0
votes

i have data set which contain gps (lon,lat) and poi(lon,lat)locations and i want(python code) to find the nearest points for all gps points to all poi locations within region 500,1000,2000 meter .

i tried the following:

knn in python but it is time consuming(convert the ponits to utm)

geopy.distance (but i can not do it within set of gps point and poi locations)

i found this solution in sql: but i want the solution in python my problem is how to get nearest distance between set of gps points and collection of Poi

SELECT z.zip,
        z.primary_city,
        z.latitude, z.longitude,
        p.distance_unit
                 * DEGREES(ACOS(COS(RADIANS(p.latpoint))
                 * COS(RADIANS(z.latitude))
                 * COS(RADIANS(p.longpoint) - RADIANS(z.longitude))
                 + SIN(RADIANS(p.latpoint))
                 * SIN(RADIANS(z.latitude)))) AS distance_in_km
  FROM zip AS z
  JOIN (   /* these are the query parameters */
        SELECT  42.81  AS latpoint,  -70.81 AS longpoint,
                50.0 AS radius,      111.045 AS distance_unit
    ) AS p ON 1=1
  WHERE z.latitude
     BETWEEN p.latpoint  - (p.radius / p.distance_unit)
         AND p.latpoint  + (p.radius / p.distance_unit)
    AND z.longitude
     BETWEEN p.longpoint - (p.radius / (p.distance_unit * COS(RADIANS(p.latpoint))))
         AND p.longpoint + (p.radius / (p.distance_unit * COS(RADIANS(p.latpoint))))
  ORDER BY distance_in_km
  LIMIT 15
1

1 Answers

0
votes

to speed things up, it might be a good idea to do some preparations on your data. Note that there are several ways to tackle this. I'm assuming you want a simple solution without the use of third party libraries (PostGIS and geospatial indexes can be of great help here).

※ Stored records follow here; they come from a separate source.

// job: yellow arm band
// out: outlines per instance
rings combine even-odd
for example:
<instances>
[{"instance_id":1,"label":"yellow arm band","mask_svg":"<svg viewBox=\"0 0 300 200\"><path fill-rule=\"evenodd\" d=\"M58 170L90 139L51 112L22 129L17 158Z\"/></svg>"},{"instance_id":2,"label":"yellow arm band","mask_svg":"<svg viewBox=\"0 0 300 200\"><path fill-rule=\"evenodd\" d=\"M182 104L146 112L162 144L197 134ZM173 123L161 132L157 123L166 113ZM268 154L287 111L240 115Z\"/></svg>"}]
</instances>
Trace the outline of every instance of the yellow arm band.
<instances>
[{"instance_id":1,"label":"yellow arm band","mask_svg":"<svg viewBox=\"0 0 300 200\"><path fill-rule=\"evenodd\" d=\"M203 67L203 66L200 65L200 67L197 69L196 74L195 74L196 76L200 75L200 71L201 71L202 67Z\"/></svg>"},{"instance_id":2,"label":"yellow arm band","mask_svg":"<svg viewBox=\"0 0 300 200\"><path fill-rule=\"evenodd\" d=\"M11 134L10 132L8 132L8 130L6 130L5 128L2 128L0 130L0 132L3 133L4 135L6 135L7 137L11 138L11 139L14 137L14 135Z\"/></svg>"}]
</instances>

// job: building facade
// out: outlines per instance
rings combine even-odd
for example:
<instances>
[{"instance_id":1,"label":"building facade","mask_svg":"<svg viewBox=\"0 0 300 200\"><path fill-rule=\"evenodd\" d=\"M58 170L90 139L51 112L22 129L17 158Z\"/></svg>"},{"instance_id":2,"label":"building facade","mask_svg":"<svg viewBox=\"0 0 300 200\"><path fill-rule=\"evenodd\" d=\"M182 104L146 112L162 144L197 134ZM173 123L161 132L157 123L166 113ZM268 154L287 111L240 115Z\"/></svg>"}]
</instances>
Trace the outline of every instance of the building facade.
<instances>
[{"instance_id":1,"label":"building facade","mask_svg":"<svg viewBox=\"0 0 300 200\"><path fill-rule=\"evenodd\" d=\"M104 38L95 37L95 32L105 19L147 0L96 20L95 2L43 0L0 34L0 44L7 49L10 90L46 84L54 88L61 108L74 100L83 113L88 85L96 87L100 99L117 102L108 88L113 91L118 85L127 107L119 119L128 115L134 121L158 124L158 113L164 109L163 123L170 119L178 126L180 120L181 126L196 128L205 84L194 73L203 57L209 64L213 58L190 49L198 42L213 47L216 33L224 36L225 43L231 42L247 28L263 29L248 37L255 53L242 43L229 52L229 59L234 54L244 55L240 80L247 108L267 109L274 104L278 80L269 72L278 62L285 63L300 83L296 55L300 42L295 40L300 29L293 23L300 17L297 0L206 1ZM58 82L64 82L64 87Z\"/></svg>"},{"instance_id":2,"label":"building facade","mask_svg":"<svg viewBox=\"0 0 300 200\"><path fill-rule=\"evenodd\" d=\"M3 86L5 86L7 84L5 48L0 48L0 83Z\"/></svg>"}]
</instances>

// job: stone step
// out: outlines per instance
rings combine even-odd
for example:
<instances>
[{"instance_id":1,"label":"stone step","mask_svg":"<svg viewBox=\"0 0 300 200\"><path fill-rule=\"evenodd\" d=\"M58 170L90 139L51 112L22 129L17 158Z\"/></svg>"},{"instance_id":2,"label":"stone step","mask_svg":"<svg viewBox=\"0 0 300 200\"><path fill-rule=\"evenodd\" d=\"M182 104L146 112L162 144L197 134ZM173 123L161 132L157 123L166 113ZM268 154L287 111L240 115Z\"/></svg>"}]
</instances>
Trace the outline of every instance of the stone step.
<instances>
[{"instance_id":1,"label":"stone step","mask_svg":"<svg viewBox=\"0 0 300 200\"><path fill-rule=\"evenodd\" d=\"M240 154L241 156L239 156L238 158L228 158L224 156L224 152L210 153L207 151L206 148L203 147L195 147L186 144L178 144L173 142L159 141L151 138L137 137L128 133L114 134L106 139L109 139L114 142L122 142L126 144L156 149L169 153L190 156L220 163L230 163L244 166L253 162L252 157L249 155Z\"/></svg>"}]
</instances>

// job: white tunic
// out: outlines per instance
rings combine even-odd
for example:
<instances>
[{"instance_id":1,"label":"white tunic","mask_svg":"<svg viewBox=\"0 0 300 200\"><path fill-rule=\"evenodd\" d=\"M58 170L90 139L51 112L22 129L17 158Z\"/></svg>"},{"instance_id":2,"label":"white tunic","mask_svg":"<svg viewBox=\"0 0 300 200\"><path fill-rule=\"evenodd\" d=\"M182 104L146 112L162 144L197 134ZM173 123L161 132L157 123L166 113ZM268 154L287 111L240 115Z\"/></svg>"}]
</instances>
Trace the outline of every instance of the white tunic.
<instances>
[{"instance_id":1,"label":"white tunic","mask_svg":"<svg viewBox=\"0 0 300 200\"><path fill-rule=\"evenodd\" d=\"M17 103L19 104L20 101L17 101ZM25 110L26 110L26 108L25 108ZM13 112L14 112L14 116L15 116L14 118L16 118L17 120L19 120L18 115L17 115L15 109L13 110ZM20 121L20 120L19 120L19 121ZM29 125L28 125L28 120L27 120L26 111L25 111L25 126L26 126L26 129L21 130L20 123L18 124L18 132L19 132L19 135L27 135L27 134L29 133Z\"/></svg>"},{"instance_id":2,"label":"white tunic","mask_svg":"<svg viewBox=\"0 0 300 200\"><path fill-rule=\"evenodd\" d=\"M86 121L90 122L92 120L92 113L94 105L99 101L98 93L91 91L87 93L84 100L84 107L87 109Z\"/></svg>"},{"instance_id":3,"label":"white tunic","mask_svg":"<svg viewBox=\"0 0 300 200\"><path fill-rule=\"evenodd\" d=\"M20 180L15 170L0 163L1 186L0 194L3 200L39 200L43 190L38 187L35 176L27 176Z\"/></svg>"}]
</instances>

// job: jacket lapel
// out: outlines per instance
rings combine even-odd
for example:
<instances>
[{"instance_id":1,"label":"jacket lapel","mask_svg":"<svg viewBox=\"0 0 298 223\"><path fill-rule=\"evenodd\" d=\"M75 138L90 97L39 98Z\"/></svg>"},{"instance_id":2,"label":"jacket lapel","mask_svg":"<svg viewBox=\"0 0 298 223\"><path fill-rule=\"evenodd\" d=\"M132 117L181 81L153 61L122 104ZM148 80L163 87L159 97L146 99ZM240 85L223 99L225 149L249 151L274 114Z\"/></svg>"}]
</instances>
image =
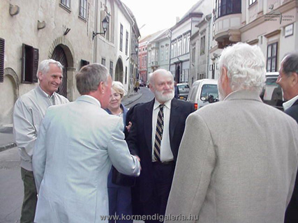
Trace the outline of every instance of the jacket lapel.
<instances>
[{"instance_id":1,"label":"jacket lapel","mask_svg":"<svg viewBox=\"0 0 298 223\"><path fill-rule=\"evenodd\" d=\"M179 114L178 112L179 105L177 99L173 98L171 102L171 112L170 113L170 144L172 148L172 141L174 137L174 132L178 123Z\"/></svg>"},{"instance_id":2,"label":"jacket lapel","mask_svg":"<svg viewBox=\"0 0 298 223\"><path fill-rule=\"evenodd\" d=\"M144 114L144 129L145 133L146 144L150 153L152 152L152 112L154 105L154 99L145 107Z\"/></svg>"}]
</instances>

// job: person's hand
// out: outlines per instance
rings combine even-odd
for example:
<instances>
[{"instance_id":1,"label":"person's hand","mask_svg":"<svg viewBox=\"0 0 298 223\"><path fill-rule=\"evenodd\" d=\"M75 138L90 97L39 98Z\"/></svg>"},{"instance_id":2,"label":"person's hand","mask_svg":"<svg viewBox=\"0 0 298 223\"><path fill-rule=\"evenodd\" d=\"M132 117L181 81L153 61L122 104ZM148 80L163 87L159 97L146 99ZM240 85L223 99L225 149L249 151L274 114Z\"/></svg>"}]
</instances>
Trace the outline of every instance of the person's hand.
<instances>
[{"instance_id":1,"label":"person's hand","mask_svg":"<svg viewBox=\"0 0 298 223\"><path fill-rule=\"evenodd\" d=\"M133 125L133 123L131 123L131 121L128 122L128 125L126 125L125 127L126 128L127 132L129 132L129 131L131 130L131 125Z\"/></svg>"}]
</instances>

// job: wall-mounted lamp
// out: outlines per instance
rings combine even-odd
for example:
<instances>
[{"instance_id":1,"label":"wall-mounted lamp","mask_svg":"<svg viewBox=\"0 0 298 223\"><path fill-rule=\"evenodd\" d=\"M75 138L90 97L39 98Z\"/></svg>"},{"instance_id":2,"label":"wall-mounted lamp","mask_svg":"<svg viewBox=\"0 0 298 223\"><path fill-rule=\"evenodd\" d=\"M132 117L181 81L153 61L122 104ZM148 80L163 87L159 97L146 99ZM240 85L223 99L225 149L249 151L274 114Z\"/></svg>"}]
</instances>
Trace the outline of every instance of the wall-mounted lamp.
<instances>
[{"instance_id":1,"label":"wall-mounted lamp","mask_svg":"<svg viewBox=\"0 0 298 223\"><path fill-rule=\"evenodd\" d=\"M137 51L139 51L139 46L138 46L137 45L135 45L135 53L131 53L131 55L137 55ZM129 59L129 56L126 59L126 61L127 61L128 59Z\"/></svg>"},{"instance_id":2,"label":"wall-mounted lamp","mask_svg":"<svg viewBox=\"0 0 298 223\"><path fill-rule=\"evenodd\" d=\"M93 31L92 40L94 40L94 37L96 37L96 35L98 35L98 34L105 35L105 32L107 31L107 24L109 24L109 21L107 20L106 17L105 17L103 21L101 21L101 24L103 25L103 33L94 33L94 31Z\"/></svg>"}]
</instances>

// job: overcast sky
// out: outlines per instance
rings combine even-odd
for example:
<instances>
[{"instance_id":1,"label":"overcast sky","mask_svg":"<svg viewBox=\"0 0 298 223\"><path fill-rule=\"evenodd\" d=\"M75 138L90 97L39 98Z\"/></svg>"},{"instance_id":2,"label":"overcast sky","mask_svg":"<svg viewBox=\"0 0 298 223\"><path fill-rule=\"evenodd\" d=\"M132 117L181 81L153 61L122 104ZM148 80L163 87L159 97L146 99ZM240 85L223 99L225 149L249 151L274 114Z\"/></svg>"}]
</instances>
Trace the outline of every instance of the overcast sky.
<instances>
[{"instance_id":1,"label":"overcast sky","mask_svg":"<svg viewBox=\"0 0 298 223\"><path fill-rule=\"evenodd\" d=\"M199 0L121 0L137 20L141 38L176 24ZM142 27L144 26L143 27Z\"/></svg>"}]
</instances>

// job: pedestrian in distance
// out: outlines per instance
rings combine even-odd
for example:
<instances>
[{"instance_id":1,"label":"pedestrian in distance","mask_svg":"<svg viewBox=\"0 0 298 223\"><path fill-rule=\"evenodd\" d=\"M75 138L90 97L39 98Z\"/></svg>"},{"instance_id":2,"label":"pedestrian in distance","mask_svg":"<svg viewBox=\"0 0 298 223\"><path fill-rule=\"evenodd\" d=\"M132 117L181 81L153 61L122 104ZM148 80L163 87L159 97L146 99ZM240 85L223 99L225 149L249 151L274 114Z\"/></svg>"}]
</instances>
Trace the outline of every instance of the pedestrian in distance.
<instances>
[{"instance_id":1,"label":"pedestrian in distance","mask_svg":"<svg viewBox=\"0 0 298 223\"><path fill-rule=\"evenodd\" d=\"M142 172L137 178L140 188L135 190L140 194L135 197L140 197L144 215L156 216L145 222L160 222L165 212L185 121L194 112L194 105L174 98L170 72L156 70L149 82L155 98L134 108L126 141L131 154L141 160Z\"/></svg>"},{"instance_id":2,"label":"pedestrian in distance","mask_svg":"<svg viewBox=\"0 0 298 223\"><path fill-rule=\"evenodd\" d=\"M186 121L165 217L283 222L297 171L298 125L262 102L265 61L258 46L239 43L223 50L221 101Z\"/></svg>"},{"instance_id":3,"label":"pedestrian in distance","mask_svg":"<svg viewBox=\"0 0 298 223\"><path fill-rule=\"evenodd\" d=\"M112 78L98 63L75 75L81 96L49 108L33 155L38 193L34 222L107 222L111 164L139 176L140 162L124 141L123 119L107 114Z\"/></svg>"},{"instance_id":4,"label":"pedestrian in distance","mask_svg":"<svg viewBox=\"0 0 298 223\"><path fill-rule=\"evenodd\" d=\"M41 61L37 77L38 86L20 97L13 111L13 134L21 157L24 183L21 223L34 220L37 192L32 172L32 155L41 121L50 106L69 102L67 98L56 93L63 79L60 62L52 59Z\"/></svg>"},{"instance_id":5,"label":"pedestrian in distance","mask_svg":"<svg viewBox=\"0 0 298 223\"><path fill-rule=\"evenodd\" d=\"M285 113L298 123L298 53L290 53L283 58L276 83L281 86L286 100L283 104ZM285 223L296 222L298 222L298 176L285 216Z\"/></svg>"}]
</instances>

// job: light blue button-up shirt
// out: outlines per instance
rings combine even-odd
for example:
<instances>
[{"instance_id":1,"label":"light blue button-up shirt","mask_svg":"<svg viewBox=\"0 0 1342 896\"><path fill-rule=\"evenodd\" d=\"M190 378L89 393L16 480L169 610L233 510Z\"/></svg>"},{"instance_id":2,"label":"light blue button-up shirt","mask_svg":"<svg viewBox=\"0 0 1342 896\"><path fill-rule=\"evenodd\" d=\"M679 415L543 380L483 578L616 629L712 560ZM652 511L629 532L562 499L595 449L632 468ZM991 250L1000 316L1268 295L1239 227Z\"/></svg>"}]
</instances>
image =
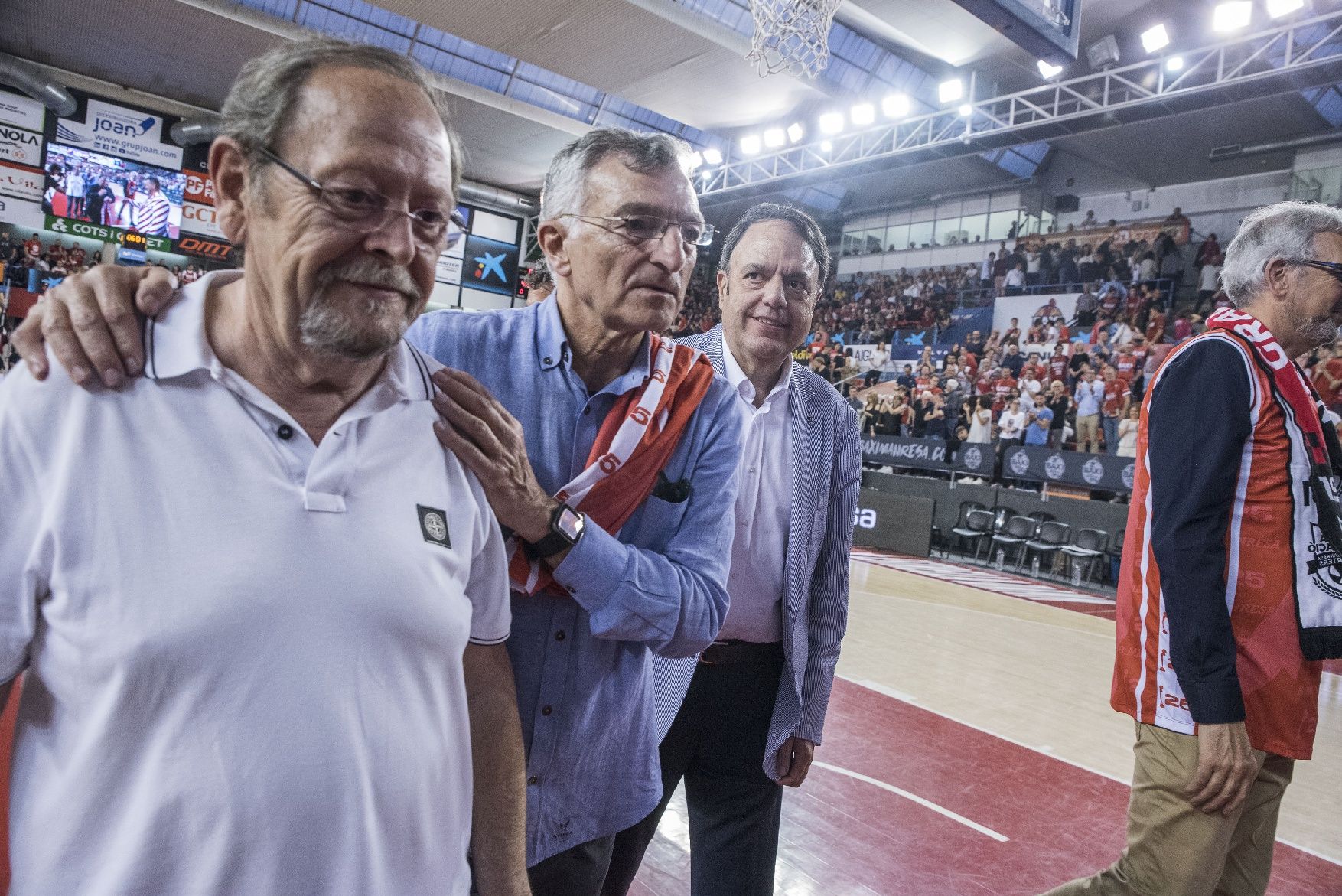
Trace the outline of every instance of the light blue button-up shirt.
<instances>
[{"instance_id":1,"label":"light blue button-up shirt","mask_svg":"<svg viewBox=\"0 0 1342 896\"><path fill-rule=\"evenodd\" d=\"M479 380L522 424L552 495L582 469L615 400L650 373L589 394L554 298L525 310L420 317L407 338ZM526 744L527 865L641 821L662 795L651 653L694 656L727 610L741 416L717 378L664 473L682 502L650 496L611 535L588 526L554 570L572 597L513 596L507 641Z\"/></svg>"}]
</instances>

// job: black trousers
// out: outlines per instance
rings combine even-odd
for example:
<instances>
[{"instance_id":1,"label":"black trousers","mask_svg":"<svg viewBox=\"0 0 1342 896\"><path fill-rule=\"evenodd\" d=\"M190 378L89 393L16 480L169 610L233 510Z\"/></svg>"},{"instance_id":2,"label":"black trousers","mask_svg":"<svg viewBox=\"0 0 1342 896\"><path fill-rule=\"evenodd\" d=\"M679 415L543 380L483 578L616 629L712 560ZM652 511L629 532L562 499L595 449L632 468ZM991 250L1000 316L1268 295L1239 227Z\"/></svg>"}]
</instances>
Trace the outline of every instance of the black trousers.
<instances>
[{"instance_id":1,"label":"black trousers","mask_svg":"<svg viewBox=\"0 0 1342 896\"><path fill-rule=\"evenodd\" d=\"M597 896L615 834L569 846L526 869L531 896Z\"/></svg>"},{"instance_id":2,"label":"black trousers","mask_svg":"<svg viewBox=\"0 0 1342 896\"><path fill-rule=\"evenodd\" d=\"M784 659L699 663L662 742L662 802L616 834L603 896L625 896L684 779L691 896L772 896L782 787L764 773Z\"/></svg>"}]
</instances>

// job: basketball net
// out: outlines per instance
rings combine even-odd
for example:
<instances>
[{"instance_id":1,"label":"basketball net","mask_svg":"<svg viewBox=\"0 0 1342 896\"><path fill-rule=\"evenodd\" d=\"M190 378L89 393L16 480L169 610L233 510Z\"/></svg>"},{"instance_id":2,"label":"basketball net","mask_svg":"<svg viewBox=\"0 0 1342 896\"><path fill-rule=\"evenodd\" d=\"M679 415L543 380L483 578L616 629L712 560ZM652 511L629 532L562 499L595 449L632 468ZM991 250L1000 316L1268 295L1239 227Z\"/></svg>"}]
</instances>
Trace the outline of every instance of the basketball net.
<instances>
[{"instance_id":1,"label":"basketball net","mask_svg":"<svg viewBox=\"0 0 1342 896\"><path fill-rule=\"evenodd\" d=\"M815 78L829 64L829 25L843 0L750 0L756 30L746 59L760 76Z\"/></svg>"}]
</instances>

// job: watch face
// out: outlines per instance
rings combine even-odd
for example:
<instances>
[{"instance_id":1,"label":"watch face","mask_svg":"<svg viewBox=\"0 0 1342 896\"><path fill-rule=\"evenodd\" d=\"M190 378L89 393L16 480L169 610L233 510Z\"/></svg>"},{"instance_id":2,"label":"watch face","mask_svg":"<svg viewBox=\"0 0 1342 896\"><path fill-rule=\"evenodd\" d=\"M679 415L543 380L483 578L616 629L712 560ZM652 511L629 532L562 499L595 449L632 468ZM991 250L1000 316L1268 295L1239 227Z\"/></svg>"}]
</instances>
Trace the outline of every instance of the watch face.
<instances>
[{"instance_id":1,"label":"watch face","mask_svg":"<svg viewBox=\"0 0 1342 896\"><path fill-rule=\"evenodd\" d=\"M558 528L566 539L576 542L578 535L582 534L584 522L582 514L577 512L572 507L565 507L560 511L560 519L556 520L556 528Z\"/></svg>"}]
</instances>

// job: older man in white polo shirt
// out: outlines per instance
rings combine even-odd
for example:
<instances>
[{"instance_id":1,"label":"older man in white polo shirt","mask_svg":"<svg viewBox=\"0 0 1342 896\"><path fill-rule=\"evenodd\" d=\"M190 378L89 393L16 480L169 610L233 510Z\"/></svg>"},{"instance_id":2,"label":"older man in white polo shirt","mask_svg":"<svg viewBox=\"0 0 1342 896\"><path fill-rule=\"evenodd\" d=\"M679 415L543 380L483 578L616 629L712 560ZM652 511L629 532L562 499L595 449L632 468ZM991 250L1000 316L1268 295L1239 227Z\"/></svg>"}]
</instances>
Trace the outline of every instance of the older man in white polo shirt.
<instances>
[{"instance_id":1,"label":"older man in white polo shirt","mask_svg":"<svg viewBox=\"0 0 1342 896\"><path fill-rule=\"evenodd\" d=\"M529 892L503 543L401 339L460 166L404 56L280 47L209 157L244 271L118 393L0 385L11 893Z\"/></svg>"}]
</instances>

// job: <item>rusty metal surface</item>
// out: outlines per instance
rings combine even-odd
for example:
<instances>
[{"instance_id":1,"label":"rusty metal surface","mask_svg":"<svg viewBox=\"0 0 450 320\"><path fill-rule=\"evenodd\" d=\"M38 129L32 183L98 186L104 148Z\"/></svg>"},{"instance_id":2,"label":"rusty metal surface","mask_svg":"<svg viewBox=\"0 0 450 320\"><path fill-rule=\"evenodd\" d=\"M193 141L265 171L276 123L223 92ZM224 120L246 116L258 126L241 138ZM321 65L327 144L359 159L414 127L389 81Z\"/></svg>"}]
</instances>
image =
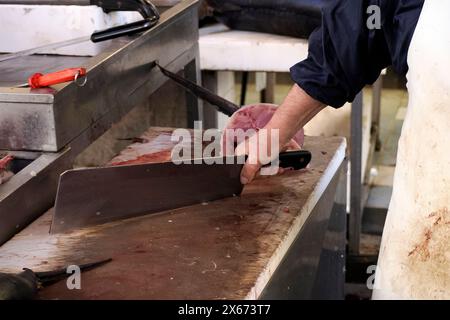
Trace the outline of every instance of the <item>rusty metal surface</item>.
<instances>
[{"instance_id":1,"label":"rusty metal surface","mask_svg":"<svg viewBox=\"0 0 450 320\"><path fill-rule=\"evenodd\" d=\"M308 169L259 179L240 197L58 235L48 234L48 212L0 248L0 269L45 271L113 258L84 274L81 290L63 281L41 299L246 298L301 232L338 170L331 163L343 160L343 145L341 138L307 138Z\"/></svg>"}]
</instances>

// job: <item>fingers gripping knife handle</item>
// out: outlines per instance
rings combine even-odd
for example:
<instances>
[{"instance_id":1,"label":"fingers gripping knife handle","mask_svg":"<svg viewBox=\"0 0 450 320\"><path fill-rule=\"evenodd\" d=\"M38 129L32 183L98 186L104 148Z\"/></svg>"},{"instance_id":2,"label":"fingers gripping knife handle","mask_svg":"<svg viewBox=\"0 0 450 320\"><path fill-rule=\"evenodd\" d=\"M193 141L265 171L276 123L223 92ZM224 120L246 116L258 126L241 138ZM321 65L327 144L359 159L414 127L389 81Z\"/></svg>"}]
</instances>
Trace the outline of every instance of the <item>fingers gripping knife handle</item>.
<instances>
[{"instance_id":1,"label":"fingers gripping knife handle","mask_svg":"<svg viewBox=\"0 0 450 320\"><path fill-rule=\"evenodd\" d=\"M300 170L306 168L311 162L311 158L311 152L306 150L282 152L279 155L279 166L284 169Z\"/></svg>"},{"instance_id":2,"label":"fingers gripping knife handle","mask_svg":"<svg viewBox=\"0 0 450 320\"><path fill-rule=\"evenodd\" d=\"M85 68L70 68L46 75L35 73L28 79L28 85L33 89L44 88L58 83L74 81L85 76Z\"/></svg>"}]
</instances>

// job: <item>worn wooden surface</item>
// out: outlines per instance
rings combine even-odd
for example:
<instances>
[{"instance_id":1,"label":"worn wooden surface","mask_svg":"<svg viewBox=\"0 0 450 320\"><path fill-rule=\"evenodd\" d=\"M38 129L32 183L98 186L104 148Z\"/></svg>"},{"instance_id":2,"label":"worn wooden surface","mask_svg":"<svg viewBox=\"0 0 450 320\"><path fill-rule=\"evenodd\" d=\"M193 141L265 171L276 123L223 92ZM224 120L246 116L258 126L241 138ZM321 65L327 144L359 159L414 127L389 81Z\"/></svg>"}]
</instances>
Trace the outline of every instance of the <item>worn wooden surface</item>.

  1. If the amount of points is relatively small, you could consider pre-calculating all distances, store it in the table with both points as the primary key and the distance. Fast, but takes a lot of space, and it's not handy if your dataset is very dynamic.

  2. Another approach that you could take is to group your points into tiles. If you store that information along with your points, it allows you to consider nearby tiles only. Therefore, you'll have much fewer points to calculate.

  3. You can speed up the calculations themselves. In your specific code I see that you convert your coordinates to radians all the time. So you could consider storing them as radians so you don't need to do that same calculation again and again.